Vanaf zes jaar

JEUGDBOEKEN NR. 1, SEPTEMBER 2015

Joke van Leeuwen: mooi boek

door Frauke Pauwels

Veel moois, en een beetje gebrezel

Het getuigt van durf: je boek de titel ‘mooi boek’ meegeven. Bij het recentste werk van Joke van Leeuwen dekt die titel precies de lading. Niet alleen valt het boek op door de aandacht voor vormgeving en illustraties, de titel refereert ook aan de beschouwende blik waarmee woorden, letters en betekenissen in het boek benaderd worden.

Wie de tentoonstelling Leestekenen zag die Van Leeuwen enkele jaren geleden in Den Haag en later in Antwerpen verzorgde, voelt hoe die doorwerkt in dit boek: ook hier vind je een verzameling van abecedaria, eerstelezersteksten en beeldpoëzie.
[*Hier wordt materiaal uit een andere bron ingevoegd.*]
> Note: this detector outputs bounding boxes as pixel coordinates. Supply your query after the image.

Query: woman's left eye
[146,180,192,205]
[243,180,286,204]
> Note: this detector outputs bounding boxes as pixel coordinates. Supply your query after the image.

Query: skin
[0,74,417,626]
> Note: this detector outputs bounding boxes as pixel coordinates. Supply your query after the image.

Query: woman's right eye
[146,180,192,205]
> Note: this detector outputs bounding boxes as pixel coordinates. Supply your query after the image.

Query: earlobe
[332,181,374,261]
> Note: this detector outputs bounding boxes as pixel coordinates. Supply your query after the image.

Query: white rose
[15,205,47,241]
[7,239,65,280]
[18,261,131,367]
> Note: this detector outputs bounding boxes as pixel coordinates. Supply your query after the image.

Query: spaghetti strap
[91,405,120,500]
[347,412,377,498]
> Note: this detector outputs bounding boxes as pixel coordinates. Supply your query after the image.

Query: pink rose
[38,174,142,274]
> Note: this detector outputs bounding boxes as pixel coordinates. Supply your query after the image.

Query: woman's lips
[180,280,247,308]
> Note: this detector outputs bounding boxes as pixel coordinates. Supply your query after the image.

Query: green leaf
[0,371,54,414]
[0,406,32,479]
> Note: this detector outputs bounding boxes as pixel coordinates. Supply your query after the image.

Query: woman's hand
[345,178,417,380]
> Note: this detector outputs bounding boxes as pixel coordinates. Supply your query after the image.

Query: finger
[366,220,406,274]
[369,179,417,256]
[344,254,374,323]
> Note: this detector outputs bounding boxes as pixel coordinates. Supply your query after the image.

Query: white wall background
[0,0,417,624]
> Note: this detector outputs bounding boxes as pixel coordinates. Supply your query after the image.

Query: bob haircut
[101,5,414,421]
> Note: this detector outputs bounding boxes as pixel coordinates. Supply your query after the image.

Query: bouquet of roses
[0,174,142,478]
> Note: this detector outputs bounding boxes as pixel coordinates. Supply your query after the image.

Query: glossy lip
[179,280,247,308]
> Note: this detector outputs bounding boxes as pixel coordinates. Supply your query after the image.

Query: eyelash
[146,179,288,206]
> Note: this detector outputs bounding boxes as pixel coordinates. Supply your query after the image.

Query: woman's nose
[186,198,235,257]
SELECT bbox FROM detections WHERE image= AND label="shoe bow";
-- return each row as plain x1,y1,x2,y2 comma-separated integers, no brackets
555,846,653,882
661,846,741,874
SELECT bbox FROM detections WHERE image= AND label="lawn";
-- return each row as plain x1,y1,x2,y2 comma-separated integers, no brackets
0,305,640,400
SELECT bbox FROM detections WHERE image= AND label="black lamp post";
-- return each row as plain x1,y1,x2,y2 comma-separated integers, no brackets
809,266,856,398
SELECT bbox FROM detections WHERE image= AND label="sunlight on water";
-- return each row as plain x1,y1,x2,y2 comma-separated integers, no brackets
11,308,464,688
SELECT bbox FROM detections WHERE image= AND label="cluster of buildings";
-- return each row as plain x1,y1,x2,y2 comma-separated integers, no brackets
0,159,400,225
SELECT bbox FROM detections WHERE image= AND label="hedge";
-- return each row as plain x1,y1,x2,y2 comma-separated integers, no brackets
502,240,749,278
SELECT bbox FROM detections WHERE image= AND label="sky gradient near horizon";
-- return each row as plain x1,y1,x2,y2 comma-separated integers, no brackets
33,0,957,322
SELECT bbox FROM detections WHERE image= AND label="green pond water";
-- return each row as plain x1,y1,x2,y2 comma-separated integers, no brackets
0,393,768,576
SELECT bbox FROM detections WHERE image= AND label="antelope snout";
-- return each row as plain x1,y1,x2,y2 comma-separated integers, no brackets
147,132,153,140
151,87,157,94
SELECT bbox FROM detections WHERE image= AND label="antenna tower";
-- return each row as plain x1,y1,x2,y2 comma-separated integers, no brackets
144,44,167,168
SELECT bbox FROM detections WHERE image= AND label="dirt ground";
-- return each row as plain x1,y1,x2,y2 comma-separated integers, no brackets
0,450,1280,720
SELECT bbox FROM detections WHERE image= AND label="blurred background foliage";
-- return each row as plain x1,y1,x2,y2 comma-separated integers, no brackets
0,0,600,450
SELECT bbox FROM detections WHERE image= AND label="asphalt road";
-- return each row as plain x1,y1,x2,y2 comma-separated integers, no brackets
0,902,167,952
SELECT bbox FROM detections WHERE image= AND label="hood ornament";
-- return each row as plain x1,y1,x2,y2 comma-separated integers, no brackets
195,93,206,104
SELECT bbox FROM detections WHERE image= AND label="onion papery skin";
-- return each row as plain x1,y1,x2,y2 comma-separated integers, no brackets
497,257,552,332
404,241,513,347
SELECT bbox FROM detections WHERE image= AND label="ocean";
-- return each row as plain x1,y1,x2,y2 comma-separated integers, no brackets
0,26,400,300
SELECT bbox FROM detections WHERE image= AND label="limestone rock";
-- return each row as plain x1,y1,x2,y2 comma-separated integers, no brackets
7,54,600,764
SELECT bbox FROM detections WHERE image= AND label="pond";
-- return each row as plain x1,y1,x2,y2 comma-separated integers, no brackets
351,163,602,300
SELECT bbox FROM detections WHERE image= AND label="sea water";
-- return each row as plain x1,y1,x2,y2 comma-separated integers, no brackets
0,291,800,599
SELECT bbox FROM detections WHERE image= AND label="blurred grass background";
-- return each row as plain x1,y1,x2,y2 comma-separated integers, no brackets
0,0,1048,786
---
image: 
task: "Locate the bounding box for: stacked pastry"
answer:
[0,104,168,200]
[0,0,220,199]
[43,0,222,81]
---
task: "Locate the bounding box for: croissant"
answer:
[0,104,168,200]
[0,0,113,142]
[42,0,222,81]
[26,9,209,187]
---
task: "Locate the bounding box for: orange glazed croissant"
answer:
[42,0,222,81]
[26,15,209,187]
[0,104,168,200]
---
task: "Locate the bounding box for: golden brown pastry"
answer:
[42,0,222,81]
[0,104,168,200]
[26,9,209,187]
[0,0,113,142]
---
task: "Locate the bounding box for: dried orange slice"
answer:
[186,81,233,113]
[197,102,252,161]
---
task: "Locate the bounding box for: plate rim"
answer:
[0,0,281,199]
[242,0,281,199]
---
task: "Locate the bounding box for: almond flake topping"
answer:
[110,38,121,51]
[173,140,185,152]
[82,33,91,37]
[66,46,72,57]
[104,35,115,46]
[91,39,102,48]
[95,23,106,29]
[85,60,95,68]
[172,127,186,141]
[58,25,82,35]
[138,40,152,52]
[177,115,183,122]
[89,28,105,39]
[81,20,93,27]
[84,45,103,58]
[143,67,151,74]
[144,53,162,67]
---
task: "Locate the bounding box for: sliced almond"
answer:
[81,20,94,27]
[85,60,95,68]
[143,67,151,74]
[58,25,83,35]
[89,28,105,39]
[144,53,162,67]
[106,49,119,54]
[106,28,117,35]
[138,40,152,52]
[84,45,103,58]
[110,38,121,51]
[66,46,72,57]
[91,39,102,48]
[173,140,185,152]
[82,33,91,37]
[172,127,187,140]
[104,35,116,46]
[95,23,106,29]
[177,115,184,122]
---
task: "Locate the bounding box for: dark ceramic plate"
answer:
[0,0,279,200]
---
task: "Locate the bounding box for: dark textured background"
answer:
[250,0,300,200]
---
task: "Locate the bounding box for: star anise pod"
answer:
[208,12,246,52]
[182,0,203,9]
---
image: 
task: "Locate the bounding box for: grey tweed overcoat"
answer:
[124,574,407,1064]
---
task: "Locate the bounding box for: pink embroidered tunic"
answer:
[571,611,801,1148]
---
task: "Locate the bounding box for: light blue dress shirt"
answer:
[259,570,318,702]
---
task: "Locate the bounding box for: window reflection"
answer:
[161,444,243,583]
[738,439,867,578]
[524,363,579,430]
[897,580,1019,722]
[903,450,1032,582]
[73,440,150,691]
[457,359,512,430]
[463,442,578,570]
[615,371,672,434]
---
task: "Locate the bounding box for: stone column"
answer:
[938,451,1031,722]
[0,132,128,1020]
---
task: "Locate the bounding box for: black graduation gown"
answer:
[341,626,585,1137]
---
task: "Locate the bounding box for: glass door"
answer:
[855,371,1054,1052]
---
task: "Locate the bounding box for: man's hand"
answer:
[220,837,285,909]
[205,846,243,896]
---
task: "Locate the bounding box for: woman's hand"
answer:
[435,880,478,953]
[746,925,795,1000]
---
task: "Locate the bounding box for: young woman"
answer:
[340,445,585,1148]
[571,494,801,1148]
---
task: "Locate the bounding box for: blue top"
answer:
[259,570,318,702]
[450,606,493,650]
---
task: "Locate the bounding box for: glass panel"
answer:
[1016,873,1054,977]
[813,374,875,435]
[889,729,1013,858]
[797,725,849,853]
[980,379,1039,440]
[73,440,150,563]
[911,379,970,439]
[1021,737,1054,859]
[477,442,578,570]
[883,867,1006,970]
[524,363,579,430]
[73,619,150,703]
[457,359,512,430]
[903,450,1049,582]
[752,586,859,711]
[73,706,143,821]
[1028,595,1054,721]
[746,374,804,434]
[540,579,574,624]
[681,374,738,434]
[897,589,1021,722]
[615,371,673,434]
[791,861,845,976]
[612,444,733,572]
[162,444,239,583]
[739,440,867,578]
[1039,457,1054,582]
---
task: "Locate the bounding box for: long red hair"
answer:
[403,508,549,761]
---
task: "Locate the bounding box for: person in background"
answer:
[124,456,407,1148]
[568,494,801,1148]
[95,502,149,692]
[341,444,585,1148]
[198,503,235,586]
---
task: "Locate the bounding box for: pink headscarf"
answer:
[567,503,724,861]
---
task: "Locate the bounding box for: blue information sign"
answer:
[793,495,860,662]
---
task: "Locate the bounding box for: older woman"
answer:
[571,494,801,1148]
Van Leeuwens fascinatie voor die wisselwerking tussen beeld en tekst hoeft niet te verwonderen. Haar eigen oeuvre balanceert immers voortdurend op die elastische, associatieve band tussen beide. Als geen ander weet zij van het ene naar het andere te ‘hupsen’, in een fantasierijk en aanstekelijk humoristisch spel met vorm en betekenis, waarin taalfilosofische kwesties haast ongemerkt binnensluipen.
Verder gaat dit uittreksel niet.